In February 2010, playwright Sarah Ruhl had an acclaimed new show on Broadway and had just delivered newborn twins after a difficult pregnancy. The day after she gave birth, a hospital worker came to her room and examined Ruhl curiously.
“Your eye looks droopy,” she said.
Ruhl went to the bathroom to look in the mirror: The whole left side of her face, it seemed, had fallen.
“I hadn’t noticed any difference” in my face before then, the 47-year-old told The Post. But the change “was pretty extreme. I felt totally frozen on the left side. I couldn’t blink. I couldn’t smile.”
Doctors diagnosed Ruhl with Bell’s palsy — a mysterious, unexplained form of facial paralysis caused by nerve damage. They assured her that 90 percent of Bell’s patients saw spontaneous improvement and experienced full recovery. Eighty-five percent were cured within three months — like Angelina Jolie, who suffered from Bell’s palsy in 2016, or Ruhl’s own mother, who had Bell’s too.
Nearly a decade later, however, Ruhl still couldn’t really smile. She tried all kinds of “cures” — from acupuncture to lathering her face in sesame oil. “A lot of people say if you don’t get better after six months from Bell’s palsy, that’s kind of it,” said Ruhl, whose new book, “Smile: The Story of a Face” (Simon & Schuster), is out Tuesday.
“My first neurologist was very clear with me. He said, ‘Nothing you do will make it better. Not acupuncture, not physical therapy. Don’t even bother, you need experimental neurosurgery.’ ”

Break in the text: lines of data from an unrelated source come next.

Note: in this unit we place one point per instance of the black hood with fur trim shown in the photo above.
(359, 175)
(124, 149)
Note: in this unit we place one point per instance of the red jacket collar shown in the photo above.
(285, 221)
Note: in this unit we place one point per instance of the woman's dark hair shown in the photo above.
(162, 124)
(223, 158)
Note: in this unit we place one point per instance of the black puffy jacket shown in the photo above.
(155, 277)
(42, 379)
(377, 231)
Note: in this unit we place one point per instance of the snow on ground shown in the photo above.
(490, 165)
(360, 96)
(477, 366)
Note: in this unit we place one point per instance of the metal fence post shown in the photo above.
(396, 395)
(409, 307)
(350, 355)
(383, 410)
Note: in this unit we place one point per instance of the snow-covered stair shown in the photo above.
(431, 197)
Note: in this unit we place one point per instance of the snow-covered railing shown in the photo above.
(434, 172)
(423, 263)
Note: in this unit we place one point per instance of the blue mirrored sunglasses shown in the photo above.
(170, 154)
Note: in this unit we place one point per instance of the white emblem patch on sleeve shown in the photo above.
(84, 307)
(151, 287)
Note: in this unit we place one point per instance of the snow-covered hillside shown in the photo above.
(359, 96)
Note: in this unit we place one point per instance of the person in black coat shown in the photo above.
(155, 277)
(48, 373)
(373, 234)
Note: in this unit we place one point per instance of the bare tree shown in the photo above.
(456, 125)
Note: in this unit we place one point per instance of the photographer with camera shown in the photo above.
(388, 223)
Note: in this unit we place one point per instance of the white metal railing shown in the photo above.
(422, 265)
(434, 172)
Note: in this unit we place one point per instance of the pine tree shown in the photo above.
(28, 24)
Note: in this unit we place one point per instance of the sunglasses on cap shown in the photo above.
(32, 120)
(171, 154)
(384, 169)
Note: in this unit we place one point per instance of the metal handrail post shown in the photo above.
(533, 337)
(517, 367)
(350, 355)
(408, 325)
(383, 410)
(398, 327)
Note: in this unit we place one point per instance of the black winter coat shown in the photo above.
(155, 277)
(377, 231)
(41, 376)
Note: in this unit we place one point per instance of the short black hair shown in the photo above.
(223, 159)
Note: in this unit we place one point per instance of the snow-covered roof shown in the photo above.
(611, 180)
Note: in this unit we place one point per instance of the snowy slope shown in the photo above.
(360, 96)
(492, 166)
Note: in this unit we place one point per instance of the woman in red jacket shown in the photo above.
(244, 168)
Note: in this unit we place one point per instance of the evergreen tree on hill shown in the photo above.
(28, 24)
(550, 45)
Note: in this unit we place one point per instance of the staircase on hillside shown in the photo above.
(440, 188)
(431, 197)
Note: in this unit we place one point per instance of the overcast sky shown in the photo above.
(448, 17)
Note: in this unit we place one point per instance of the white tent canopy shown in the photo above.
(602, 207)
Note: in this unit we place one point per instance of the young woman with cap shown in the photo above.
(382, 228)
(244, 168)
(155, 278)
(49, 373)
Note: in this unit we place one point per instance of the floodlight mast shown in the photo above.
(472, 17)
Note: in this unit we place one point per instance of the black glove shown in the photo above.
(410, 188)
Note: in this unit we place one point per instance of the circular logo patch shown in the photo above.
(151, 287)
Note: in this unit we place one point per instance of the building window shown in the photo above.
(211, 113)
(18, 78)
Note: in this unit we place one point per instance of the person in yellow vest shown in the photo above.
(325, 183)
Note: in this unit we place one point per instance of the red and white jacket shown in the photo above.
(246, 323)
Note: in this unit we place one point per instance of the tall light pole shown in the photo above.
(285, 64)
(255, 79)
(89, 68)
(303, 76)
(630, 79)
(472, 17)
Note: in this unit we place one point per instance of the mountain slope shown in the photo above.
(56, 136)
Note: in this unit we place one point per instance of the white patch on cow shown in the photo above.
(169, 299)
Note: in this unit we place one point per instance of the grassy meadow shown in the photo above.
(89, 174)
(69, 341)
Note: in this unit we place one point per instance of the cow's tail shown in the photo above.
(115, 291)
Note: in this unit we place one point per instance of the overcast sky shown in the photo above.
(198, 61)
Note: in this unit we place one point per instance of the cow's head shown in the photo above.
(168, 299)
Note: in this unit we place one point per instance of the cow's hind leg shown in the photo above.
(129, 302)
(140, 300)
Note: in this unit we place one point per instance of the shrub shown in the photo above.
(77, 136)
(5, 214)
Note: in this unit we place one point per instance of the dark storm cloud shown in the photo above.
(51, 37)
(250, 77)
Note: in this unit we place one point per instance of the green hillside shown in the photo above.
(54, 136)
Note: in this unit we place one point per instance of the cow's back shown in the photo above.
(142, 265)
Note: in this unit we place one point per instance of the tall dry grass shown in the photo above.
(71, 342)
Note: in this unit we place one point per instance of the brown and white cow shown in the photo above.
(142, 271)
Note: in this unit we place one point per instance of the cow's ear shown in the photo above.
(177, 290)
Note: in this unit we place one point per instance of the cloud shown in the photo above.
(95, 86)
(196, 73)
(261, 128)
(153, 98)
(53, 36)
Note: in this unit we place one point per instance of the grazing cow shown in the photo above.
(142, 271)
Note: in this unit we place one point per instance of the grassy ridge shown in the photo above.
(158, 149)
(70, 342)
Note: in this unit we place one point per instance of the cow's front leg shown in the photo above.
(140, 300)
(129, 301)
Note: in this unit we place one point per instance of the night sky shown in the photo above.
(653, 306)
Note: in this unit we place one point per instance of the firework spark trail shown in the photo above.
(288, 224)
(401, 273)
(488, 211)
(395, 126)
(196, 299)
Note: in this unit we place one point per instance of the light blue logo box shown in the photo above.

There is no real cure for Bell’s. Doctors don’t know what causes it or why pregnancy seems to increase one’s chance of getting it. Patients are told to take some steroids and just wait.
On one hand, Ruhl knew she was lucky — she didn’t have a life-threatening illness and her twins, after various complications, were healthy. Yet she couldn’t drink a cup of water without drooling. She had a constant headache from the ringing in her ears (due to damage in the cranial nerve that controls hearing). Reading aloud to her older 3-year-old daughter exhausted her. Since she couldn’t blink, she had to manually close her left eye before going to sleep, and for the first few months slept wearing an eye patch, so she wouldn’t accidentally scratch her cornea in her sleep.
But she mourned her face the most. When she tried to smile in the mirror, it looked like a grimace. She dreaded going out. When her play, “In the Next Room (or The Vibrator Play),” was nominated for a Tony Award in 2010, she agonized as she posed for photos on the red carpet with her immobile face.
“Every social interaction felt hard,” she said. But, most of all, “I hated not being able to smile fully at my babies.”
Three months turned to six months turned to a year. Two years out, the professionals she saw largely deemed her case hopeless. Ruhl continued writing plays and essays, teaching and raising her three children, but her husband, a doctor himself, suggested that she try to write about her illness.
Ruhl agreed and the more she wrote, the more she wondered if her case really was hopeless. “It was almost a journalistic investigation — ‘OK, I’ll try this, I’ll try that.’ Or I’ll have lunch with another person who had Bell’s palsy. It allowed me to come out of my tortoise shell.”
In 2019, she decided to see a physical therapist, who encouraged her to think of her face not as a marker of beauty but as a muscle, giving her exercises to build strength. “I started to really pride function over form . . . The face is about communicating messages of empathy and joy, and that’s actually a muscular [as well as] a spiritual ability. Practicing them was really a way back into the world.”
Then, the miraculous happened: She started healing.
One day, the facial recognition technology on her phone didn’t recognize her — and that was a good thing.
“That’s when I knew objectively that I was getting better.”
Now, Ruhl says she’s about 70 percent recovered. Her left eye still closes a little when she smiles with her teeth, and her whistle isn’t the strongest. “But I feel accepting of where my face is at,” she said.
And she smiles freely at strangers without shame.
“I hope to bring some comfort to people dealing with some kind of chronic illness, whether it’s visible or invisible,” she says of her book. “And I hope to also broaden acceptance for people with any kind of asymmetry in a world that expects us all to be symmetrical.”